# i looove waternymph!



## spam_musubi_ (Apr 10, 2007)

i tried to wear my hair all cute with chopsticks my brothers foreign exchange student brought us from japan like agoraroarasuras, but i don't like my hair up. i think my jaw line is too small or something...it looks weird.




i used

face:
everyday minerals in sandy beige
glissade msf
naked you msf
i don't remember what else.

eyes:
udpp
waternymph e/s
pandamonium eyes quad
urban decay turquoise and gold glitterliners
the purple softsparkle eye pencil
diorshow mascara...it looks clumpy because i put it over other mascara that i wore all day

lips:
new flame lipglass
pastel polish chromeglass

and i tried to make some videos that show how it really looks.....because i suck at taking pictures...i dunno if it looks more true to life in the videos?


----------



## stephbunny (Apr 10, 2007)

gorgeous!


----------



## saniyairshad (Apr 10, 2007)

i am serious ur absolutely stunning hon...so fresh and flawlessly gorgeous skin...ur MU skills ROCK!!!


----------



## Shimmer (Apr 10, 2007)

love waternymph myself, and your chopsticks are cute.


----------



## ~*Starlicious*~ (Apr 10, 2007)

like the color combo!


----------



## Krasevayadancer (Apr 10, 2007)

Ohh, those colors look great together. They would be awesome for a night out i bet


----------



## prinzessin784 (Apr 10, 2007)

Beautiful!!  I love those colors together!


----------



## Midgard (Apr 10, 2007)

Gorgeous!


----------



## spam_musubi_ (Apr 10, 2007)

Quote:

   Originally Posted by *saniyairshad* 

 
_i am serious ur absolutely stunning hon...so fresh and flawlessly gorgeous skin...ur MU skills ROCK!!!_

 
you're crazy about the skin! haha mine's actually pretty bad right now, but thank you so much!
and thanks everyone else tooo! i love specktra you guys are so nice and helpful!


----------



## MAC is love (Apr 10, 2007)

i like the glitter liner


----------



## Jacq-i (Apr 11, 2007)

You, your makeup, and your hair are so pretty!! I love waternymph too, it's the only eyeshadow I have a backup of.


----------



## ExquisiteImages (Apr 11, 2007)

Pretty


----------



## glamdoll (Apr 11, 2007)

I liked the pics,
but after seeing the video..
WOW! they look so vibrant and beautiful!!

u got great skills


----------



## spam_musubi_ (Apr 11, 2007)

thank you ladies 
	

	
	
		
		

		
		
	


	




jacq-i...i wish i had a backup! haha it's sooo gorgeous.


----------



## eighmii (Apr 11, 2007)

Oo I really like this. =] Those colors look nice together. I think I might do something like this for work today.


----------



## DevinGirl (Apr 11, 2007)

This is sexy!  I dig it!


----------



## tottui (Apr 12, 2007)

tutorial, tutorial, tutorial, tutorial, tutorial, tutorial, tutorial, tutorial, tutorial, tutorial, tutorial, tutorial, tutorial, tutorial, tutorial, tutorial, tutorial, tutorial, tutorial, tutorial, tutorial, tutorial, tutorial, tutorial, tutorial, tutorial, tutorial, tutorial, tutorial, tutorial, tutorial, tutorial...

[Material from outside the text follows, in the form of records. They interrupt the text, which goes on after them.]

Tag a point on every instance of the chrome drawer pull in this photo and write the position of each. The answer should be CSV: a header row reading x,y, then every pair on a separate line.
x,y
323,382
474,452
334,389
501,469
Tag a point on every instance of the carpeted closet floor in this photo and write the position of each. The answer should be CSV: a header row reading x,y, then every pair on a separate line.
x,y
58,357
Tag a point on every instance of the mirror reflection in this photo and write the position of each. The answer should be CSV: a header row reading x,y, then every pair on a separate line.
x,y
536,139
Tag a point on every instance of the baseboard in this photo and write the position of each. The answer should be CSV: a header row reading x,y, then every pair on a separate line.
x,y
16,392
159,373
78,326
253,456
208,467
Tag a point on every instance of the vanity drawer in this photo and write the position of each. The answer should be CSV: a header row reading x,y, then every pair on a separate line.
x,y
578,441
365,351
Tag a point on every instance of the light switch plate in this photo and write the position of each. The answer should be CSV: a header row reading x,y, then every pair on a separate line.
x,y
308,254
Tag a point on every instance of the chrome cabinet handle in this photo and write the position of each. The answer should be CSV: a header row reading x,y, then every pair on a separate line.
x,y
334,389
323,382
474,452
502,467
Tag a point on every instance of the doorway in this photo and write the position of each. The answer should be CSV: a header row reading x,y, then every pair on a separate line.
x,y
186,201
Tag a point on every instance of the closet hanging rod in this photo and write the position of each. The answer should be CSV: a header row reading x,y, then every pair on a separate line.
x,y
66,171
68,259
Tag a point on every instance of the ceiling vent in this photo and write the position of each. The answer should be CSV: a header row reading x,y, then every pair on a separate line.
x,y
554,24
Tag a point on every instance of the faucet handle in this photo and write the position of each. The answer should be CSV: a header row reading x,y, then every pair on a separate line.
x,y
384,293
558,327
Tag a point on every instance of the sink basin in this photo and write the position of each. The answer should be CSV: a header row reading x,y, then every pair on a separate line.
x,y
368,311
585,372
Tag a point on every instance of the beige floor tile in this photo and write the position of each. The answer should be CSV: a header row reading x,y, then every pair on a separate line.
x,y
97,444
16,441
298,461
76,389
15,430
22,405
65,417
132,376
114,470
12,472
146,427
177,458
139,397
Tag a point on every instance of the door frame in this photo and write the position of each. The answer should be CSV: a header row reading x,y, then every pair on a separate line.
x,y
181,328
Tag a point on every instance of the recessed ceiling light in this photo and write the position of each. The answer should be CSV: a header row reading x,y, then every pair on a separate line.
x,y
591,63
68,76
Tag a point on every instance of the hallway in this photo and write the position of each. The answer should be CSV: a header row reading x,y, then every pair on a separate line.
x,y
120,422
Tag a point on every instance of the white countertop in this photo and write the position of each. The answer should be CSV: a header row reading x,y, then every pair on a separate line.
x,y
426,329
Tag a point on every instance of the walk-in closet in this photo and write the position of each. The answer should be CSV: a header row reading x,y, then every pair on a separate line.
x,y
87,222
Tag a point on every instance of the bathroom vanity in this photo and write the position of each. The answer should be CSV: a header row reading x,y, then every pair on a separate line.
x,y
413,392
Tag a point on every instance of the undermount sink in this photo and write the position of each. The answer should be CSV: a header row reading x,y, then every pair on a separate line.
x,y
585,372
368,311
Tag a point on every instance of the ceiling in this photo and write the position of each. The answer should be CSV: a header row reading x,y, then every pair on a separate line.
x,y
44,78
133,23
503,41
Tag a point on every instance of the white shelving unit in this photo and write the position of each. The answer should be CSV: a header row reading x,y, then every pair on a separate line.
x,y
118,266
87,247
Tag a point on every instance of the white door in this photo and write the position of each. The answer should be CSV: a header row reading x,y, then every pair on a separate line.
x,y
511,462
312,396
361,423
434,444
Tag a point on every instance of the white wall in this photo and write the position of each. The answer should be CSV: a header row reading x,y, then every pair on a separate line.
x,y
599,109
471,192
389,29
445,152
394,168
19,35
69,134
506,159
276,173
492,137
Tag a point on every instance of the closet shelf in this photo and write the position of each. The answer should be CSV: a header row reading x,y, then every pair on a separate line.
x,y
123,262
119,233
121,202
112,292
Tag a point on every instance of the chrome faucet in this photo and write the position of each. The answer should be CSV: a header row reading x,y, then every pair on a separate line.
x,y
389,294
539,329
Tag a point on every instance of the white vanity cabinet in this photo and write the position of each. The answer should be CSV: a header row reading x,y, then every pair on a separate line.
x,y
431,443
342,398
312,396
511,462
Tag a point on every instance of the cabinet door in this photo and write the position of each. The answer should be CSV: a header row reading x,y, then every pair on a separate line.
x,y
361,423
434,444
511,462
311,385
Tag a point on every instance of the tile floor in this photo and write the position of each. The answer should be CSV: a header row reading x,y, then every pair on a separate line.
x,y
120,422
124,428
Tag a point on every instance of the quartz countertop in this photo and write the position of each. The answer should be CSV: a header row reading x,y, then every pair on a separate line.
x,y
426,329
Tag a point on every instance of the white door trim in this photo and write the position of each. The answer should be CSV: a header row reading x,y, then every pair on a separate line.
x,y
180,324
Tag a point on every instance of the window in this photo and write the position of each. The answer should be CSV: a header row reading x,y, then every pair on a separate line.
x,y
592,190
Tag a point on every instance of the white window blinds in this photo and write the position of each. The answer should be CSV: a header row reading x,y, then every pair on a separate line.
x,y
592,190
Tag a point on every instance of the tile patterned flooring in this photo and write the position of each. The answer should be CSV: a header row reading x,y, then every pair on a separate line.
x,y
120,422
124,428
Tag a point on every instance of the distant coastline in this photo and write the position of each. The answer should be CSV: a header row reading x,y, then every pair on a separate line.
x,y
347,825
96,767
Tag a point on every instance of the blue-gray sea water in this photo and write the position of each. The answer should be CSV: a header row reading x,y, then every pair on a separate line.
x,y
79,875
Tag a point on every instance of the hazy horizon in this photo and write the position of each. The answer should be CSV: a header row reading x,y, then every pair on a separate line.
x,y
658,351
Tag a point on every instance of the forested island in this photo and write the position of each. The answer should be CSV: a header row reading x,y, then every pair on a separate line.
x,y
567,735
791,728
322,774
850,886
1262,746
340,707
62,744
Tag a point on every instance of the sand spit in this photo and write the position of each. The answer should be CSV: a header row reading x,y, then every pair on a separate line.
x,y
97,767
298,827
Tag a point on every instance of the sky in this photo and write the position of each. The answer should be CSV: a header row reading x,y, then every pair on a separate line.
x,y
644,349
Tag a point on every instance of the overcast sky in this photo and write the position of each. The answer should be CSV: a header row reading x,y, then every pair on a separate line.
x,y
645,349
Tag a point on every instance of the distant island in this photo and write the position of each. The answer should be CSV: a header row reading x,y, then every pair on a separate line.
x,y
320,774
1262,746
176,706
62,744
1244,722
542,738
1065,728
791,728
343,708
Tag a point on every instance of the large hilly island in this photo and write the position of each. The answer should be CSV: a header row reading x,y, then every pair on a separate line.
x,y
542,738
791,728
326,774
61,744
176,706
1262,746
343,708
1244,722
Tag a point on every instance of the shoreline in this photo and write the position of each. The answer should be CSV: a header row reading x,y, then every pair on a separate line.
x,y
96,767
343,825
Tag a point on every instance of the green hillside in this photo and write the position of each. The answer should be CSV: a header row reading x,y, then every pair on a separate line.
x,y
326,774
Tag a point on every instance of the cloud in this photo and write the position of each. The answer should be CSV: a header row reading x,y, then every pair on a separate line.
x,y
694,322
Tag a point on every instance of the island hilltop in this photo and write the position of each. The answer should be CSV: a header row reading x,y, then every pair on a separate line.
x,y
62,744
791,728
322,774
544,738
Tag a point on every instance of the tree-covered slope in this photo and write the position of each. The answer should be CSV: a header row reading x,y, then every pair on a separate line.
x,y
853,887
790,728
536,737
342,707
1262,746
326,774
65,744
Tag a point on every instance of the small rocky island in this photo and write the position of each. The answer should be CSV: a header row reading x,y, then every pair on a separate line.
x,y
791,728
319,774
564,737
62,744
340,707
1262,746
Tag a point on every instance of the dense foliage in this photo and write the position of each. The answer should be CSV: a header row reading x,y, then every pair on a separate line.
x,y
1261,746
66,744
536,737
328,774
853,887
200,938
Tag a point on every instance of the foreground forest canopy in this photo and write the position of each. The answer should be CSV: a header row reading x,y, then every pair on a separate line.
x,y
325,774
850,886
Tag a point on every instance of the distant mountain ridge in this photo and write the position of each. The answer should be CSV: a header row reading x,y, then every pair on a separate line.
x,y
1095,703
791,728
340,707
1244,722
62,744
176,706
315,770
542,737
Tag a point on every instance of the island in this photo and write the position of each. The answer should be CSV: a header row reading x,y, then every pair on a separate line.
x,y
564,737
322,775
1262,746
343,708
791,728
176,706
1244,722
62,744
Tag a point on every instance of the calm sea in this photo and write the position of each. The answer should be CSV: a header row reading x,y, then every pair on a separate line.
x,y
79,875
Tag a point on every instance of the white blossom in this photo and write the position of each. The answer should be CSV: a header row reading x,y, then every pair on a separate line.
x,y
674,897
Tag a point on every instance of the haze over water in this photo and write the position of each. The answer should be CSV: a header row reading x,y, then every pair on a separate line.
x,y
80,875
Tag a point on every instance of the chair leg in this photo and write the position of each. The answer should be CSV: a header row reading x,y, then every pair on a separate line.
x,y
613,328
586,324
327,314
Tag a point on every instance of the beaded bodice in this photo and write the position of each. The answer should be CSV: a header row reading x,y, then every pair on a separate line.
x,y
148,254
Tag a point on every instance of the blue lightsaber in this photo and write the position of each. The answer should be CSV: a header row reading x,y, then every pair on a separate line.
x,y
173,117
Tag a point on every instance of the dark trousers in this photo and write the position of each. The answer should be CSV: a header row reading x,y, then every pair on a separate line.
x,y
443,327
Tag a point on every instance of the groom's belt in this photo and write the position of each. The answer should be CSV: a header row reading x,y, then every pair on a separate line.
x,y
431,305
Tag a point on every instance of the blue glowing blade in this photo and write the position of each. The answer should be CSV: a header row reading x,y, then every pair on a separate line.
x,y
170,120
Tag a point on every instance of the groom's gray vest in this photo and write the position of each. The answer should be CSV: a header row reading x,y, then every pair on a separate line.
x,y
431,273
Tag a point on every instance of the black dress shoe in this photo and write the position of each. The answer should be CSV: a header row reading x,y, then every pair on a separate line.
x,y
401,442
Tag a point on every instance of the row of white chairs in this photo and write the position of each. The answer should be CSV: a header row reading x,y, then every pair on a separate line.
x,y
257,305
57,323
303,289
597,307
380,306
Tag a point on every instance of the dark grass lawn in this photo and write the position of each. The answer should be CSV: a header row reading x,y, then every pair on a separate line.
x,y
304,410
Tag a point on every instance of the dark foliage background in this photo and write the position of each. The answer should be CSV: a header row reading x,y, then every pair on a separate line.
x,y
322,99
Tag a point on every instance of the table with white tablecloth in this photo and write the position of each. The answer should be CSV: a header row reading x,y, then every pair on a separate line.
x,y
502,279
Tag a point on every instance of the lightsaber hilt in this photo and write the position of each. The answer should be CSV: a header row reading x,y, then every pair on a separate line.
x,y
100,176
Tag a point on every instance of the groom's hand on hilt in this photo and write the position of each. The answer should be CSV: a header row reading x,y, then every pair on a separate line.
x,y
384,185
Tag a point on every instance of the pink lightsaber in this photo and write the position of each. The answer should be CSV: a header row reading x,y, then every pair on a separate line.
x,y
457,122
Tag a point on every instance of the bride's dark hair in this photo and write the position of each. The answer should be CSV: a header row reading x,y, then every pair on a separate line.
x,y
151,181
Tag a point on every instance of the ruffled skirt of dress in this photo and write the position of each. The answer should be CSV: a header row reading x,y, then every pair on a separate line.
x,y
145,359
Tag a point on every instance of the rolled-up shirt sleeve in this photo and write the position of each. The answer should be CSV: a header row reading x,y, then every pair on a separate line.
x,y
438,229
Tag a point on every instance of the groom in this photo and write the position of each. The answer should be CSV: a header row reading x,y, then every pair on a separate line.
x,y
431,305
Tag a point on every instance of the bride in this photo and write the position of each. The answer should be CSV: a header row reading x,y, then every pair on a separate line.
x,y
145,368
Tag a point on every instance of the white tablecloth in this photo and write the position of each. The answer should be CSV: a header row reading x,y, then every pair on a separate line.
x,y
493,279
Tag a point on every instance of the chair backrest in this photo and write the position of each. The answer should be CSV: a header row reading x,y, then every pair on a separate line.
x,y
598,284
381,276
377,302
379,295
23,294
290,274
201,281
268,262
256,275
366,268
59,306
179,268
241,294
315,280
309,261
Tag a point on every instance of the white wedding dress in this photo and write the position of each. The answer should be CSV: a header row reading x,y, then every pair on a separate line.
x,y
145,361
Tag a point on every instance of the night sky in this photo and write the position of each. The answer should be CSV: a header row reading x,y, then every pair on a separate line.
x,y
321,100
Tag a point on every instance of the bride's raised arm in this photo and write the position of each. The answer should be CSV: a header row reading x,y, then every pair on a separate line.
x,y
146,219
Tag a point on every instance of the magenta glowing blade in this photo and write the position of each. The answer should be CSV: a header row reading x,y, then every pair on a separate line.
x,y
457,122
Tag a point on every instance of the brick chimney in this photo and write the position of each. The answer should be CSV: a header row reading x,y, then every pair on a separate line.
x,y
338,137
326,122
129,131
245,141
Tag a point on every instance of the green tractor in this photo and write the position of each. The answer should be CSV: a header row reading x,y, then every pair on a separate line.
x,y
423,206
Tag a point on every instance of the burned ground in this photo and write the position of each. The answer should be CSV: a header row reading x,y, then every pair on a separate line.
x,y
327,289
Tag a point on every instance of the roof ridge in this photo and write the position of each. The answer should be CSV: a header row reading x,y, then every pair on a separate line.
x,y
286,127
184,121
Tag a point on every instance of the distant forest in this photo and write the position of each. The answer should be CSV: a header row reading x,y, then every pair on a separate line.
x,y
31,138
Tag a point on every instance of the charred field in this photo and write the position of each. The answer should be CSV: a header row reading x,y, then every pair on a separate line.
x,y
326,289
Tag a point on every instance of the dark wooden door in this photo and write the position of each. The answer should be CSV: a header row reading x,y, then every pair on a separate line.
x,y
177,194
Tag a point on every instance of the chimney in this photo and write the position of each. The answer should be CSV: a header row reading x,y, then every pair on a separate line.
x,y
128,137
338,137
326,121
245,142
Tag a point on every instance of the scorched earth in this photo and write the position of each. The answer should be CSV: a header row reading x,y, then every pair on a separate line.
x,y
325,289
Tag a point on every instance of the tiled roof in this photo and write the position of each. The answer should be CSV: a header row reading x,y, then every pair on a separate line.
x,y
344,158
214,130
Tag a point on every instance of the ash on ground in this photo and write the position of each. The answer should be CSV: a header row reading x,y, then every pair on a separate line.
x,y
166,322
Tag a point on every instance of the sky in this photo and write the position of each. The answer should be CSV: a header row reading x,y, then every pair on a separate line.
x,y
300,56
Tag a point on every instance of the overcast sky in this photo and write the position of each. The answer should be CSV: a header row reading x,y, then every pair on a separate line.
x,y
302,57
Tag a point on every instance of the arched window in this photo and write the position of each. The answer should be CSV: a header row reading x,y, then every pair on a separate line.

 i LOVE this looks.. and you are gorgeous!!


----------



## Eoraptor (Apr 12, 2007)

A very sexy look!  I love the eyeliner!


----------



## slvrlips (Apr 12, 2007)

very pretty


----------



## spam_musubi_ (Apr 12, 2007)

thanks everyone


----------



## Fairybelle (Apr 12, 2007)

Gorgeous colors on you!  Love how you blended your makeup, and how you lined the eyes!!


----------



## breathless (Apr 12, 2007)

soo pretty! i love it! and the video is a good idea.


----------



## JoyZz (Apr 13, 2007)

Gorgeous!!!

I have to get myself some of those glitter liners!


----------



## ylin4985 (May 19, 2008)

Makes me want to go out and get them glitter liners right now! Thanks


----------



## cutenurse2486 (May 19, 2008)

SoOoOo Pretty!  Love the glitter!!!


----------



## glassy girl (May 19, 2008)

Looks awesome girl!!


----------



## ashley_v85 (May 20, 2008)

I LOVE Waternymph too, and this is beautiful on you!


----------



## laneyyy (May 22, 2008)

This is GORGEOUS!


----------



## tendresse (May 22, 2008)

and to think I passed over waternymph at my CCO the other day, I guess I'm headed back there today arent I, this is quite lovely, and I never thought to add purple and green together like this, its beautiful!


----------



## User67 (May 22, 2008)

I LOVE this! It's so funny because I just decided to wear Waternymph the other day myself after it has been sitting forever! And I forgot how totally goegeous it is!


----------



## pearlofafrika (May 22, 2008)

love the eye liner!


----------



## ri0tdorque (May 28, 2008)

I so am in love with those colors together I was playing around with similar colors this morning but have yet to actually upload the pictures. They look ssooooooo good!


----------



## iluffyew769769 (May 28, 2008)

very nice!


----------



## Cute_Sabz (Jul 10, 2008)

that's just insanely great! you look like a fairy from some fantasy land..
love the color combinations.. 
and i really like your lashes too they look hot..


----------



## midget (Jul 10, 2008)

oo so perty!


----------



## piN.up (Jul 10, 2008)

Beautiful!!!


----------



## mamadiaspora (Jul 10, 2008)

so pretty! you look a bit like that woman from Weeds in one of those pics. Mary Louise Parker, I think her name is


----------



## Shaquille (Jul 10, 2008)

wow.. that's very pretty!!


----------



## lovebuggyboo (Aug 25, 2008)

simply amazing !!


----------



## lovebuggyboo (Aug 25, 2008)

i was just about to say  Quote:

   Originally Posted by *Cute_Sabz* 

 
_that's just insanely great! you look like a fairy from some fantasy land..




_


----------



## Ciara (Aug 25, 2008)

nice job!!!


----------



## rbella (Aug 25, 2008)

This is beautiful.  What a great selection of colors.  Looks amazing.


----------



## TheeBettyBoop (Aug 25, 2008)

Fabulous!


----------